Initially training done on

Intial Results

Project Structure

rlsf-sentiment-analysis/
│
├── src/
│   ├── __init__.py
│   ├── config.py                 # Configuration settings
│   ├── data/
│   │   ├── __init__.py
│   │   └── dataset.py            # Dataset loading and preprocessing
│   ├── models/
│   │   ├── __init__.py
│   │   └── model.py              # Model definitions and operations
│   ├── training/
│   │   ├── __init__.py
│   │   ├── rlsf_trainer.py       # training logic
│   │   ├── standard_trainer.py   # Standard training logic
│   │   └── utils.py              # Utility functions for training
│   └── environment/
│       ├── __init__.py
│       └── symbolic_environment.py  # Symbolic environment for feedback
│
├── scripts/
│   └── train.py                  # Main training script
│
├── requirements.txt              # Project dependencies
├── setup.py                      # Project setup file
├── README.md                     # This file
└── .gitignore                    # Git ignore file

Key components:

• src/config.py: Contains configuration settings for the project.
• src/data/dataset.py: Handles dataset loading and preprocessing.
• src/models/model.py: Defines model architectures and related operations.
• src/training/: Contains separate modules for RLSF and standard training approaches.
• src/environment/symbolic_environment.py: Implements the symbolic environment for feedback.
• scripts/train.py: The main script for running the training process.

Other Important Information

• Data: This project uses the IMDB dataset for sentiment analysis. The dataset is automatically downloaded when you run the training script.

• Models: We use pre-trained language models from the Hugging Face Transformers library. The specific model used can be configured in src/config.py.

• Logging: The project uses Weights & Biases for experiment tracking. Make sure you have set up your W&B account and logged in before running the training script.

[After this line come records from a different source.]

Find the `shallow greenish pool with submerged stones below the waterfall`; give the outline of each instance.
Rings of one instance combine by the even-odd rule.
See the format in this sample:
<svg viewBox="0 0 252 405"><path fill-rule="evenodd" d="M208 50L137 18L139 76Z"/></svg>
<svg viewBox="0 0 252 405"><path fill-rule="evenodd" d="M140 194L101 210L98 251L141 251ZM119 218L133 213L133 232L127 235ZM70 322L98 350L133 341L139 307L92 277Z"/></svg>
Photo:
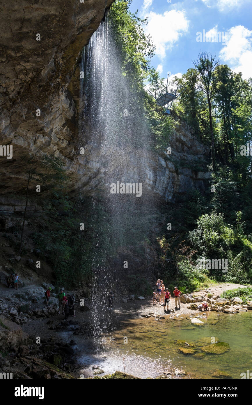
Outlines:
<svg viewBox="0 0 252 405"><path fill-rule="evenodd" d="M122 328L113 334L115 340L110 340L111 357L124 359L124 364L128 362L125 372L131 373L134 358L137 364L135 375L143 376L143 371L139 370L146 367L146 377L155 377L171 367L192 373L191 378L214 378L216 370L241 378L242 372L252 371L252 311L231 315L210 312L205 317L202 315L201 320L203 326L192 325L189 315L174 320L167 317L124 322ZM230 350L223 354L204 355L201 347L211 344L211 339L228 343ZM195 352L191 355L179 352L178 348L183 344L178 340L193 345ZM152 366L146 366L146 362Z"/></svg>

• GPU Usage: The script automatically detects and uses a GPU if available. If you're using a specific GPU, you may need to set the CUDA_VISIBLE_DEVICES environment variable.

• Checkpoints: Model checkpoints are saved during training. You can find them in the rlsf_checkpoints/ and standard_checkpoints/ directories.

• Evaluation: The script evaluates both the RLSF and standard models after training and prints the results. Detailed logs can be found in your W&B dashboard.

For more detailed information about each component, please refer to the docstrings and comments in the respective Python files.